【问题标题】:Speeding up cumulative sum calculation in SQL Server加快 SQL Server 中的累积和计算
【发布时间】:2019-09-17 18:18:29
【问题描述】:

作为某些解决方案构建的一部分,我必须实现一个执行运行总计(累计和计算)的视图。我采用了最简单和基本的方法,将表格与日期列表连接起来,但似乎视图仍然相当慢。在表上添加索引并没有多大帮助,即使表本身只有 15K 行左右。我想知道是否有人可以建议加快速度的正确方法是什么?

有几个考虑:

  1. 我需要计算特定ProjectIDContractorID 的累计总和。因此,对于同一日期,我可能有很多 ProjectID 和 ContractorIds 组合,但 Date、ProjectID 和 ContractorID 的组合始终是唯一的

  2. 有一个包含日期、projectids(但没有contractorids)的主表,我需要这个主日期表中每个日期和projectid 的累积总和

  3. 我需要同时计算几列的累积和,而不仅仅是一个列

为了让您稍微了解一下情况,我的表格是:

  • dbo.Project_Reporting_Schedule 包含 projectid、日期的主列表。

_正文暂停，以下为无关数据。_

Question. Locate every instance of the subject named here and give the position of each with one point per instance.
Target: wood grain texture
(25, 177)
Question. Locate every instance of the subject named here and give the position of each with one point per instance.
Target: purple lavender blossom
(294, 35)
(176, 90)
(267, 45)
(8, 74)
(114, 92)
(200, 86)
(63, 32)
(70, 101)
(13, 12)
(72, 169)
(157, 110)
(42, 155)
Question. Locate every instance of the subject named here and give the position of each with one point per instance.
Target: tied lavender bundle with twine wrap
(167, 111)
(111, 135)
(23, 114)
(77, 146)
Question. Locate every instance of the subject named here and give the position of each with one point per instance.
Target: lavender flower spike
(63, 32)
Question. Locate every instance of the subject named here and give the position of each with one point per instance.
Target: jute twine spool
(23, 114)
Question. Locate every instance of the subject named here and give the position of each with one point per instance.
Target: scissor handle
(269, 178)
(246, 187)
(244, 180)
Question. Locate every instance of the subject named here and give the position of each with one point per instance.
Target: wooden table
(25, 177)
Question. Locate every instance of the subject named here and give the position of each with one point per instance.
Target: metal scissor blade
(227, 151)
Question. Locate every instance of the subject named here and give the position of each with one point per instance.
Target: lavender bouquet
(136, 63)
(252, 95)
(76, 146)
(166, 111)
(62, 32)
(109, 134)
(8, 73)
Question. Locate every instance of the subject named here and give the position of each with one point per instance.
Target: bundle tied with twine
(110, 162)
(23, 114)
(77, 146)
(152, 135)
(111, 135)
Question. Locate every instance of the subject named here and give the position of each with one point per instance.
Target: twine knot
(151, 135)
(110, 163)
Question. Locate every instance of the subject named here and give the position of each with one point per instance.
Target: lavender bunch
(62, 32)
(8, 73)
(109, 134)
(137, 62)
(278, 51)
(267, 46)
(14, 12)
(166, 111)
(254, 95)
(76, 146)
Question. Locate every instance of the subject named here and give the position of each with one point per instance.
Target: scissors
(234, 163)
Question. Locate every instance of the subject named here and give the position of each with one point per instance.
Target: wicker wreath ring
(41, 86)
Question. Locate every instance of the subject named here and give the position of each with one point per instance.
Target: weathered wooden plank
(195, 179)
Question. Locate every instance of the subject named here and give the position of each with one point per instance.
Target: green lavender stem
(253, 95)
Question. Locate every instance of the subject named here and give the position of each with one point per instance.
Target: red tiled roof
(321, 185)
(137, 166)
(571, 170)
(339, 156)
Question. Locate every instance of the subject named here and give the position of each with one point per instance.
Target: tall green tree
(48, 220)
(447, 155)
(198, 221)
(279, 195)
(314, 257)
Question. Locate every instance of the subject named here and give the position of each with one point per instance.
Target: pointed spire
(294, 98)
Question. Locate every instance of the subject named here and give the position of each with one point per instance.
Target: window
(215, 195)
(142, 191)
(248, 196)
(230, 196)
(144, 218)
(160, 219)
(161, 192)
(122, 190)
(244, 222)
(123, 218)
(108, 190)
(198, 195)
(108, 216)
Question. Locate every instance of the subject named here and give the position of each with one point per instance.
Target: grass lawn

对于每个组合,我需要根据另一个表计算累积和。请注意它没有承包商!

  • Project_value_delivery 是一个表,其中我有实际值列来执行累积和计算。它有自己的一组日期,这些日期可能与Project_Reporting_Schedule 中的日期匹配,也可能不匹配,因此我们不能只加入表格本身。另请注意它有contractorid!

目前我有以下选择,这是不言自明的,只是将表与表中的值与主日期列表连接起来并进行求和。 Select 运行良好,但即使只有 15K 条记录,也需要将近 5 秒才能运行,这相当慢。

select 
    pv2.ProjectID,
    pv2.ContractorID,
    pv1.Date, 
    sum(pv2.ValuePlanned) as PlannedCumulative, 
    sum(pv2.ValueActual) as ActualCumulative,
    sum(pv2.MobilizationPlanned) as MobilizationPlanned,
    sum(pv2.MobilizationActual) as MobilizationActual,
    sum(pv2.EngineeringPlanned) as EngineeringPlanned,
    sum(pv2.EngineeringActual) as EngineeringActual,
    sum(pv2.ProcurementPlanned) as ProcurementPlanned,
    sum(pv2.ProcurementActual) as ProcurementActual,
    sum(pv2.ConstructionPlanned) as ConstructionPlanned,
    sum(pv2.ConstructionActual) as ConstructionActual,
    sum(pv2.CommisioningTestingPlanned) as CommisioningTestingPlanned,
    sum(pv2.CommisioningTestingActual) as CommisioningTestingActual
from 
    dbo.Project_Reporting_Schedule as pv1
join 
    dbo.Project_value_delivery as pv2 on pv1.Date >= pv2.Date and pv1.ProjectID = pv2.ProjectID
group by 
    pv2.ProjectID, pv2.ContractorID, pv1.Date

更新

为了进一步澄清,我将执行计划放在这里: https://www.brentozar.com/pastetheplan/?id=H12t-O1PS

创建的索引是相同的,并且在两个表上我都有它们用于 Projectid、Date 组合以及 ProjectID 和 Date 列上的独立索引。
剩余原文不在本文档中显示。